Source:Reuters-Global Times Published: 2017/8/16 17:53:40

Slowdown expected in fuel consumption growth

Oil prices edged up on Wednesday, lifted by declining US crude inventories, although markets were still restrained by general oversupply.

Market focus was turning to the release of official US Energy Information Administration data later on Wednesday for a further update on inventories.

Brent crude futures were at $51.06 per barrel, up 0.45 percent from their last close.

Traders said that reports of a dip in Libyan output to between 130,000 and 150,000 barrels per day (bpd), down from 280,000 bpd, had supported Brent.

US West Texas Intermediate (WTI) crude futures were at $47.71 a barrel, up 16 cents.

US crude inventories fell by 9.2 million barrels in the week leading up to August 11 to 469.2 million, industry group the American Petroleum Institute said on Tuesday.

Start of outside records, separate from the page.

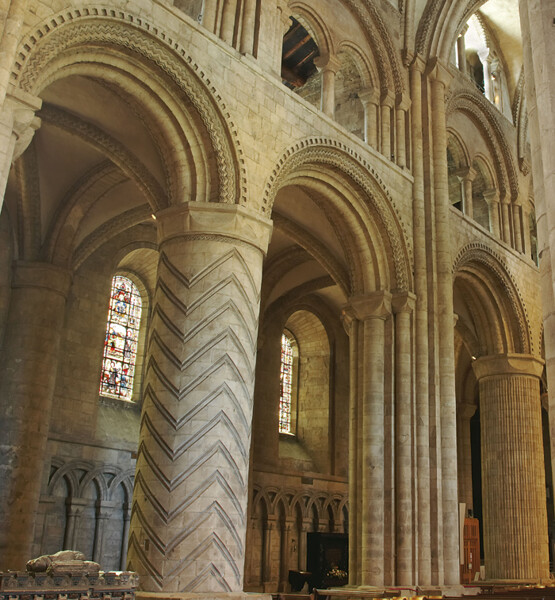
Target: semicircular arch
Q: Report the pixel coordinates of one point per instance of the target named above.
(70, 43)
(341, 169)
(497, 300)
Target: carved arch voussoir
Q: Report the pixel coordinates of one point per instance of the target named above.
(79, 27)
(482, 113)
(478, 252)
(320, 150)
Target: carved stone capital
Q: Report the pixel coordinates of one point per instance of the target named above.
(402, 101)
(371, 306)
(213, 219)
(327, 62)
(438, 71)
(369, 96)
(22, 107)
(403, 302)
(466, 173)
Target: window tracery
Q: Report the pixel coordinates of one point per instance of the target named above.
(120, 343)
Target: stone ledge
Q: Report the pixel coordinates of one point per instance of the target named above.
(119, 585)
(203, 596)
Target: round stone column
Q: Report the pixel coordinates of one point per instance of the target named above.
(513, 472)
(28, 365)
(365, 321)
(189, 516)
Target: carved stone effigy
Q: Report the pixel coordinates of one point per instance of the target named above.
(67, 574)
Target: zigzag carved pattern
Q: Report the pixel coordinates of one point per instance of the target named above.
(189, 502)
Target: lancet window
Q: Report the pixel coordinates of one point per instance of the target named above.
(120, 343)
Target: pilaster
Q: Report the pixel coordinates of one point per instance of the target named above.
(28, 365)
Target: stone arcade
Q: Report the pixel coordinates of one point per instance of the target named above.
(331, 222)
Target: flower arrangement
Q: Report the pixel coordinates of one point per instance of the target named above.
(335, 571)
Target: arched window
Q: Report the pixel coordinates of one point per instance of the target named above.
(286, 385)
(120, 344)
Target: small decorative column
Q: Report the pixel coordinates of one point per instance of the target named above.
(387, 104)
(285, 553)
(517, 227)
(249, 27)
(365, 317)
(209, 15)
(228, 21)
(513, 472)
(464, 413)
(303, 543)
(370, 98)
(328, 65)
(526, 240)
(104, 511)
(461, 50)
(270, 527)
(402, 106)
(28, 366)
(189, 518)
(440, 79)
(282, 24)
(492, 199)
(74, 510)
(403, 306)
(506, 215)
(125, 536)
(467, 175)
(485, 59)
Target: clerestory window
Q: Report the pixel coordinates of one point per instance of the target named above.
(120, 344)
(286, 385)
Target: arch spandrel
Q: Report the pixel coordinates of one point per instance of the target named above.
(483, 114)
(341, 168)
(55, 47)
(494, 277)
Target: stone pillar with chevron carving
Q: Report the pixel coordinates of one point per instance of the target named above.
(189, 515)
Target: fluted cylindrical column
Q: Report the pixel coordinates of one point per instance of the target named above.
(421, 331)
(368, 315)
(440, 78)
(329, 65)
(193, 457)
(28, 366)
(465, 413)
(403, 305)
(513, 472)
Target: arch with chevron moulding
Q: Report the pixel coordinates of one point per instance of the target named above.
(481, 254)
(337, 156)
(482, 113)
(44, 49)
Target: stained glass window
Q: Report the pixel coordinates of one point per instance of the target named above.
(120, 344)
(286, 380)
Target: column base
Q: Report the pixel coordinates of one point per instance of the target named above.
(202, 596)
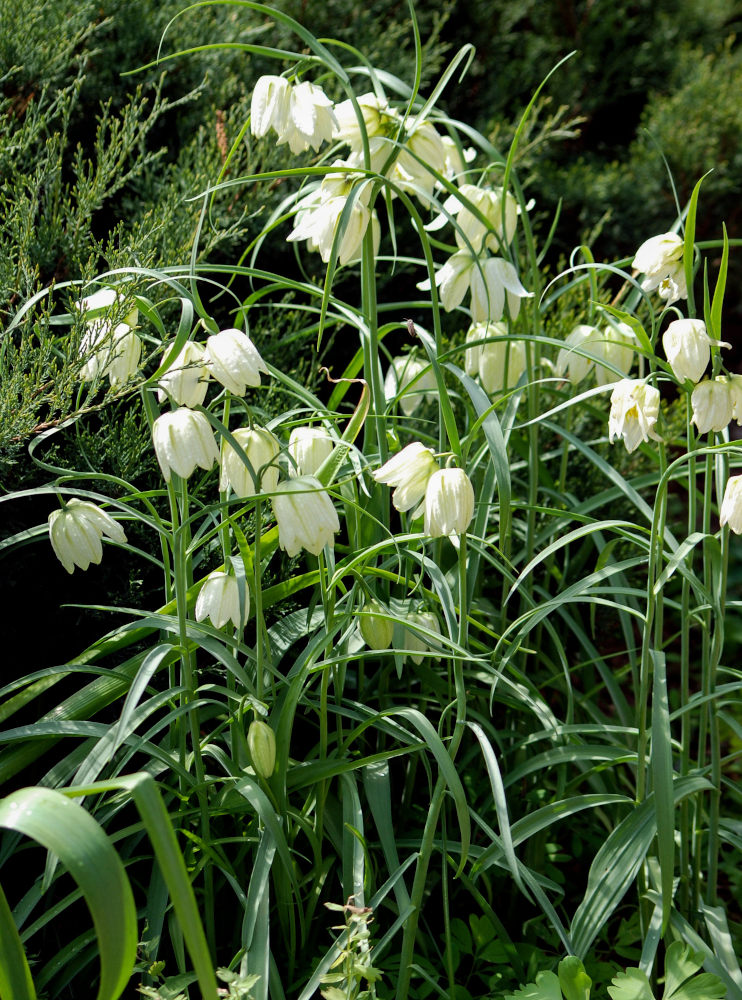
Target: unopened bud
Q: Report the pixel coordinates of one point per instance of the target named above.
(261, 742)
(376, 628)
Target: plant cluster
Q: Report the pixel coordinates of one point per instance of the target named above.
(412, 618)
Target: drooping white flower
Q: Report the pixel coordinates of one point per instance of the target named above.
(75, 533)
(423, 151)
(408, 472)
(112, 351)
(731, 505)
(305, 514)
(219, 601)
(261, 449)
(311, 120)
(688, 348)
(597, 348)
(491, 280)
(498, 364)
(308, 449)
(183, 440)
(494, 207)
(407, 370)
(415, 643)
(635, 407)
(186, 380)
(713, 404)
(234, 361)
(269, 106)
(449, 503)
(735, 391)
(375, 625)
(660, 259)
(320, 217)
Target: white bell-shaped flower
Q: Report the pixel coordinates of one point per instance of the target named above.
(112, 351)
(269, 106)
(186, 380)
(234, 361)
(408, 472)
(635, 407)
(261, 449)
(688, 348)
(731, 505)
(660, 259)
(75, 533)
(219, 601)
(183, 440)
(311, 119)
(305, 514)
(713, 404)
(308, 449)
(449, 503)
(377, 117)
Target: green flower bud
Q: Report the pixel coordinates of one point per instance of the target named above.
(261, 742)
(376, 628)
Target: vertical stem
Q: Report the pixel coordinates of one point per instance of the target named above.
(182, 572)
(431, 823)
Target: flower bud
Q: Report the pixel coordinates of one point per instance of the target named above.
(75, 533)
(688, 348)
(375, 626)
(261, 742)
(308, 449)
(713, 404)
(262, 449)
(731, 505)
(415, 644)
(449, 503)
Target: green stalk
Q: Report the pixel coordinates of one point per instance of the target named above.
(685, 723)
(426, 845)
(654, 617)
(182, 572)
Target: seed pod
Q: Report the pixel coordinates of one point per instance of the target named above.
(261, 742)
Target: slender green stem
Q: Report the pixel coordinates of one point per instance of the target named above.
(182, 573)
(436, 803)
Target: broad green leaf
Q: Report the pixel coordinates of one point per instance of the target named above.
(65, 829)
(573, 979)
(15, 976)
(681, 962)
(630, 985)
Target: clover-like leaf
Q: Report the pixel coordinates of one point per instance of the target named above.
(573, 979)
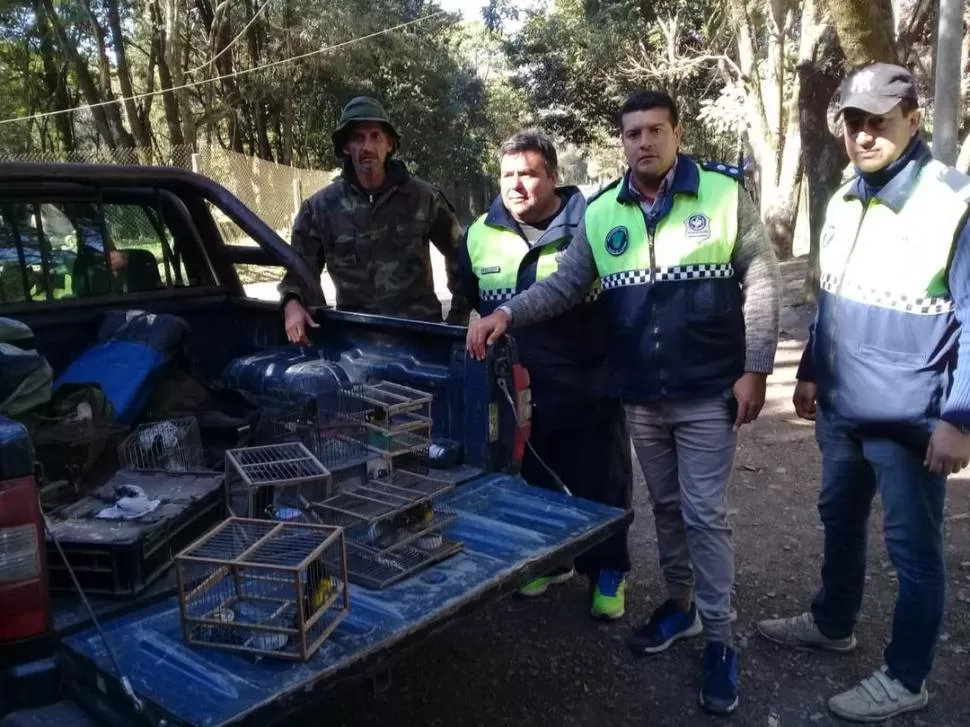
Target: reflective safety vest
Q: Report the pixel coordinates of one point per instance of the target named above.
(565, 355)
(875, 255)
(673, 302)
(497, 254)
(884, 343)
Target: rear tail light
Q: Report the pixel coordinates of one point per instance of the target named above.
(24, 601)
(19, 554)
(522, 395)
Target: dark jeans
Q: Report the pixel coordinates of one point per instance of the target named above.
(593, 458)
(853, 468)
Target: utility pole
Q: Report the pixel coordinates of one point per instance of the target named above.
(946, 94)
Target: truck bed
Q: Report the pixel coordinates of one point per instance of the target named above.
(511, 531)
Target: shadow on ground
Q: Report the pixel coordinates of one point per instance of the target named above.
(545, 663)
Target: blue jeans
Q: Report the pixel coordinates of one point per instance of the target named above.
(853, 468)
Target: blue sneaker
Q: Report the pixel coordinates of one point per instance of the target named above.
(719, 694)
(666, 625)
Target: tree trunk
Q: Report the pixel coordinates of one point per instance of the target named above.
(176, 59)
(111, 110)
(820, 71)
(772, 124)
(169, 102)
(139, 129)
(82, 74)
(865, 30)
(55, 81)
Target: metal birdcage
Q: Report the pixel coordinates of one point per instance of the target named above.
(395, 408)
(264, 588)
(171, 445)
(394, 526)
(275, 481)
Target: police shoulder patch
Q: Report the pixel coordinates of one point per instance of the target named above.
(603, 190)
(617, 240)
(727, 170)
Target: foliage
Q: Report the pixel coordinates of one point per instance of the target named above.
(56, 55)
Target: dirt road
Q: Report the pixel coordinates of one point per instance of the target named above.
(545, 663)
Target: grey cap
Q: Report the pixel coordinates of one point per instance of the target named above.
(877, 89)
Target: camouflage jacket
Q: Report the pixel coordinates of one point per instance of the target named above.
(375, 246)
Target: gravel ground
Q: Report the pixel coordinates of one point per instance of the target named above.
(545, 662)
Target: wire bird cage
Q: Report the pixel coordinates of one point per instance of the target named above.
(171, 445)
(344, 425)
(394, 526)
(264, 588)
(276, 482)
(396, 419)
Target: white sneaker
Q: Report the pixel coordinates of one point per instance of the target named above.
(802, 631)
(877, 698)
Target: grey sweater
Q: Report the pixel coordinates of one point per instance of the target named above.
(755, 269)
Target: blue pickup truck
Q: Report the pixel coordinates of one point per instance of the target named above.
(56, 666)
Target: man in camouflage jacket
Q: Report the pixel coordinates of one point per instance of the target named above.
(370, 227)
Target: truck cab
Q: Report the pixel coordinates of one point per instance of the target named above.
(80, 243)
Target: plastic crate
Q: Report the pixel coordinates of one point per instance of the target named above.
(122, 558)
(264, 588)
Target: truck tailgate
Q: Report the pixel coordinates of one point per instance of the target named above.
(511, 531)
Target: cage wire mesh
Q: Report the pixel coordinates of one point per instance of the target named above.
(275, 481)
(394, 525)
(171, 445)
(264, 588)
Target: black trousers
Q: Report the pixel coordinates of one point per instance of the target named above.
(592, 456)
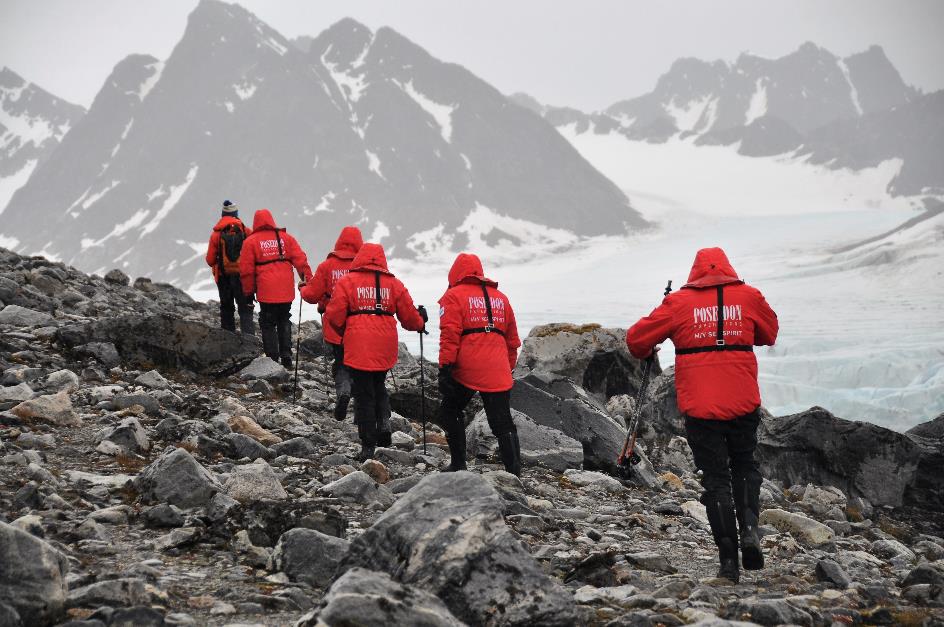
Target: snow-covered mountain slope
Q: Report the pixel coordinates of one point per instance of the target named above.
(32, 123)
(853, 113)
(353, 126)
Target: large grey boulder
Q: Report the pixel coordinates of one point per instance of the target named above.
(365, 597)
(593, 357)
(308, 556)
(859, 458)
(16, 316)
(172, 342)
(558, 403)
(447, 536)
(540, 445)
(178, 479)
(32, 577)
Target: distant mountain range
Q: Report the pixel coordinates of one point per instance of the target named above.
(852, 112)
(351, 126)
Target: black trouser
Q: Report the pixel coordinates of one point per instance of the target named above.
(342, 374)
(231, 297)
(371, 407)
(497, 410)
(275, 321)
(724, 452)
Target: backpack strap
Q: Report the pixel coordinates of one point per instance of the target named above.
(719, 344)
(490, 327)
(378, 309)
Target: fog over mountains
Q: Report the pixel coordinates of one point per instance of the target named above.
(852, 112)
(353, 126)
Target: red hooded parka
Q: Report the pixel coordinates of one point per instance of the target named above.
(213, 248)
(481, 361)
(370, 340)
(330, 271)
(267, 259)
(714, 384)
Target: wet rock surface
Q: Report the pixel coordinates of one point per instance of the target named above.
(178, 493)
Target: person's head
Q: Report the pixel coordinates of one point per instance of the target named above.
(230, 210)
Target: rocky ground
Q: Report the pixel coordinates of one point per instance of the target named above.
(154, 472)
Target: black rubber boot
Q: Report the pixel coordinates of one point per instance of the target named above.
(270, 342)
(509, 449)
(340, 408)
(457, 452)
(747, 504)
(723, 523)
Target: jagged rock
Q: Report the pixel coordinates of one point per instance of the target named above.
(177, 478)
(859, 458)
(265, 369)
(104, 352)
(111, 592)
(360, 488)
(52, 408)
(447, 536)
(32, 579)
(16, 393)
(248, 426)
(308, 556)
(172, 342)
(831, 572)
(254, 482)
(16, 316)
(803, 528)
(127, 434)
(557, 403)
(365, 597)
(594, 358)
(540, 445)
(152, 379)
(244, 446)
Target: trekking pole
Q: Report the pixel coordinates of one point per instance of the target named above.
(628, 457)
(298, 346)
(423, 388)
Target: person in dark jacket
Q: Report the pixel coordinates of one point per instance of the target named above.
(478, 348)
(714, 321)
(319, 291)
(362, 310)
(222, 256)
(265, 268)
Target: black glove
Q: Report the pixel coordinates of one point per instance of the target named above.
(446, 382)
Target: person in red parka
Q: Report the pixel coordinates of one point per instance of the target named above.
(714, 321)
(265, 268)
(319, 291)
(361, 311)
(478, 348)
(223, 252)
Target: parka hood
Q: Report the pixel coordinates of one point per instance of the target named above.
(349, 243)
(263, 220)
(370, 258)
(711, 267)
(468, 266)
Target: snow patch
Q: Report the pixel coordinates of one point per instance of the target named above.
(9, 184)
(175, 194)
(441, 114)
(758, 104)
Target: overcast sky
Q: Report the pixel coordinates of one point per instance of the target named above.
(582, 53)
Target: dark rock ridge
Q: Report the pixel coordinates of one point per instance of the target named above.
(358, 127)
(138, 496)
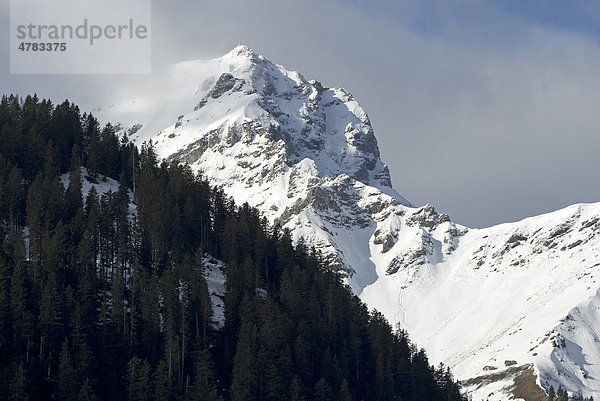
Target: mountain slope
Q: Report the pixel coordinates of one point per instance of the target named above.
(307, 157)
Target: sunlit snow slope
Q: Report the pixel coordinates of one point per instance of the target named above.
(306, 156)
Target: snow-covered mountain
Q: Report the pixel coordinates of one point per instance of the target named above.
(307, 157)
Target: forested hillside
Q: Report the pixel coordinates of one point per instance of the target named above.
(104, 296)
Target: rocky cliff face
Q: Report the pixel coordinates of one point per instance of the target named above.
(307, 157)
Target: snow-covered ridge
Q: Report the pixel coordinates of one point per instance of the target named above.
(307, 157)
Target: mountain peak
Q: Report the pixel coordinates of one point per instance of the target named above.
(241, 50)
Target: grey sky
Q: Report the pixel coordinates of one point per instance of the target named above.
(489, 112)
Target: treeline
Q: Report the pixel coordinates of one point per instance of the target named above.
(104, 296)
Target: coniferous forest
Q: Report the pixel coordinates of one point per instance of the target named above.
(104, 296)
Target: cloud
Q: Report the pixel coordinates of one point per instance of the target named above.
(481, 110)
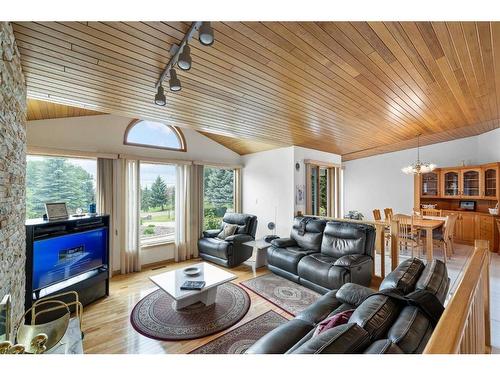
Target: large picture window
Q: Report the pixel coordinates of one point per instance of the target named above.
(218, 195)
(157, 216)
(59, 179)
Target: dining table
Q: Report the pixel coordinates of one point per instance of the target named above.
(427, 224)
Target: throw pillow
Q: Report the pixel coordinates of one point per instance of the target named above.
(228, 230)
(333, 321)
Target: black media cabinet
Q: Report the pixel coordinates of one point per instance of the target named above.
(90, 285)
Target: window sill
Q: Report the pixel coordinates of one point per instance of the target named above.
(155, 243)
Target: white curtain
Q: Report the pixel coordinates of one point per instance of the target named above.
(130, 259)
(105, 198)
(188, 211)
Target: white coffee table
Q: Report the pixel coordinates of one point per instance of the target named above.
(171, 282)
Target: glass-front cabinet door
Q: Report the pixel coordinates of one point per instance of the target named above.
(451, 181)
(430, 184)
(490, 176)
(471, 182)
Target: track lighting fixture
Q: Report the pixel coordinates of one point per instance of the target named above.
(174, 82)
(181, 55)
(206, 34)
(184, 61)
(160, 98)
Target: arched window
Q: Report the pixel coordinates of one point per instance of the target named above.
(153, 134)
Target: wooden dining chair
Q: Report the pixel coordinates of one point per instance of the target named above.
(431, 212)
(408, 235)
(388, 213)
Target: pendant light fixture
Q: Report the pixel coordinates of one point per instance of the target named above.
(418, 167)
(160, 98)
(174, 82)
(184, 61)
(181, 55)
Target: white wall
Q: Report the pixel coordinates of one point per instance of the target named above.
(489, 146)
(301, 154)
(268, 189)
(269, 182)
(104, 134)
(377, 181)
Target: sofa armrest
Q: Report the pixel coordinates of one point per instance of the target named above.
(211, 233)
(283, 242)
(320, 309)
(353, 260)
(239, 238)
(353, 294)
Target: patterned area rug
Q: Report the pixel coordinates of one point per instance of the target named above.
(287, 295)
(154, 316)
(241, 338)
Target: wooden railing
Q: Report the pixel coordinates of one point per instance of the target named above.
(464, 327)
(381, 251)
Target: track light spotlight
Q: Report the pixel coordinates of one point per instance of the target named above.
(184, 61)
(206, 34)
(160, 97)
(174, 82)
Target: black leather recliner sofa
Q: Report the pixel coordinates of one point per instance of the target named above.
(379, 324)
(229, 252)
(324, 255)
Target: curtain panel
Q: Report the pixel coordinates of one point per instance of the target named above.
(188, 211)
(105, 197)
(130, 260)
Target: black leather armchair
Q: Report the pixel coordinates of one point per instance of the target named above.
(326, 255)
(230, 252)
(378, 325)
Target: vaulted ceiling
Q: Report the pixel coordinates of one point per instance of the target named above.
(352, 88)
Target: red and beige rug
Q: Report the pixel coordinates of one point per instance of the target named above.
(287, 295)
(155, 317)
(241, 338)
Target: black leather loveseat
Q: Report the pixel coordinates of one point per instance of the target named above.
(379, 324)
(324, 255)
(229, 252)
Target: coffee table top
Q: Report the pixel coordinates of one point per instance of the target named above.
(171, 281)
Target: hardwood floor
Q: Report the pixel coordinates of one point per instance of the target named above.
(106, 323)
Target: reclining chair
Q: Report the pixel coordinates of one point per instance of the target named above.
(231, 251)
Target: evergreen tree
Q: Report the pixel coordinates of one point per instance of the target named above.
(218, 187)
(145, 199)
(57, 180)
(159, 193)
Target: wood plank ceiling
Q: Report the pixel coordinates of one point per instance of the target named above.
(42, 110)
(352, 88)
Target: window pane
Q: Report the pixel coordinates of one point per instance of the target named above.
(218, 195)
(157, 203)
(55, 179)
(156, 134)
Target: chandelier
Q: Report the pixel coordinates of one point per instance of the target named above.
(418, 167)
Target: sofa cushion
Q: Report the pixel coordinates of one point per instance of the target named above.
(244, 222)
(344, 339)
(319, 269)
(343, 238)
(383, 347)
(411, 330)
(286, 258)
(434, 279)
(353, 294)
(404, 277)
(311, 239)
(376, 314)
(215, 247)
(227, 230)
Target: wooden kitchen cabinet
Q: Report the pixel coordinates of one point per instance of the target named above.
(470, 185)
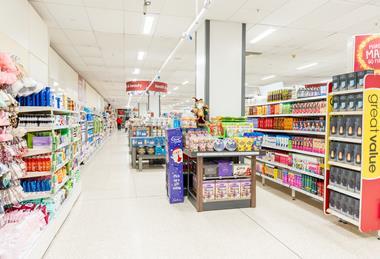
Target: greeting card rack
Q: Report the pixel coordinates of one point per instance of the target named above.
(352, 183)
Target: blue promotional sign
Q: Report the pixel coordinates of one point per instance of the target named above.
(174, 165)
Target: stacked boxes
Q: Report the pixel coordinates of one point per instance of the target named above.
(226, 190)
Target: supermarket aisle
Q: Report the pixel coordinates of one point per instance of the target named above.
(123, 213)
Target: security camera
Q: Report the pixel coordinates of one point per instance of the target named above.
(145, 7)
(187, 36)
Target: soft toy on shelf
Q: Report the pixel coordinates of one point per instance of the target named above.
(200, 110)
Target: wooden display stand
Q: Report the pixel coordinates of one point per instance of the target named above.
(196, 197)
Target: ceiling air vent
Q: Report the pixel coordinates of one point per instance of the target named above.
(252, 53)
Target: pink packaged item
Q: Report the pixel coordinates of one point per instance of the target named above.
(234, 189)
(221, 190)
(208, 190)
(245, 189)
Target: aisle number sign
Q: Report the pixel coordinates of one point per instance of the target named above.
(367, 53)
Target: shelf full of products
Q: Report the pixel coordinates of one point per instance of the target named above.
(351, 183)
(147, 138)
(293, 123)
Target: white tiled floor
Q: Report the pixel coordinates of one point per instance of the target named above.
(123, 213)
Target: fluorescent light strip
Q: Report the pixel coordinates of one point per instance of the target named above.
(262, 35)
(307, 66)
(268, 77)
(148, 24)
(140, 55)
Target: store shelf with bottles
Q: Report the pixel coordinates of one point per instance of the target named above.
(352, 183)
(294, 130)
(299, 173)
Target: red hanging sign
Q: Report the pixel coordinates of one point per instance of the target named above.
(367, 53)
(134, 86)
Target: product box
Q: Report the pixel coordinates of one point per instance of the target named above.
(224, 168)
(352, 80)
(174, 166)
(234, 189)
(241, 170)
(245, 189)
(343, 82)
(221, 190)
(336, 83)
(208, 190)
(360, 77)
(210, 170)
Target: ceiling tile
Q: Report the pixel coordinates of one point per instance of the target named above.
(137, 6)
(104, 20)
(93, 61)
(57, 36)
(324, 14)
(70, 17)
(223, 9)
(109, 4)
(81, 37)
(183, 8)
(286, 14)
(171, 26)
(88, 51)
(43, 11)
(134, 23)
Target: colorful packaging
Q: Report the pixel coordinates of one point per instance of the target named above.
(234, 189)
(245, 189)
(174, 166)
(241, 170)
(208, 190)
(221, 190)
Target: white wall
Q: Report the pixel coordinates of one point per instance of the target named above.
(24, 34)
(63, 74)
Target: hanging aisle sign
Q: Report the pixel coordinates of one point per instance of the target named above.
(139, 86)
(370, 192)
(367, 53)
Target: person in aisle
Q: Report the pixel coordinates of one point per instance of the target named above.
(119, 120)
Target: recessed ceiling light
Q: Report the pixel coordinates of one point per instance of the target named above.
(268, 77)
(148, 24)
(307, 66)
(140, 55)
(262, 35)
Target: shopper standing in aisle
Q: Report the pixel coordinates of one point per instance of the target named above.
(119, 121)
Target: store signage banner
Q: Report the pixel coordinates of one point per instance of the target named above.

That compared with analyst expectations for a decrease of 3.1 million barrels.

"The market took it as a mildly bullish report," said William O'Loughlin of Australia's Rivkin Securities.

More broadly, analysts said ample supplies were preventing prices from moving much higher.

On the demand side, analysts see a gradual slowdown in fuel consumption growth.

In China, State-owned China National Petroleum Corporation (CNPC) said on Wednesday that gasoline demand would likely peak around 2025 and outright oil consumption would top out around 2030.

China's energy consumption will peak at 4.06 billion tons of oil equivalent by 2040, according to a forecast issued in CNPC's annual long-term energy outlook.

In the US, energy consultancy Wood Mackenzie said gasoline demand was already peaking due to improving fuel efficiency and the rise of electric vehicles.

This means that oil demand from the world's two biggest consumers may soon stall, while consumption has already peaked in Europe and Japan.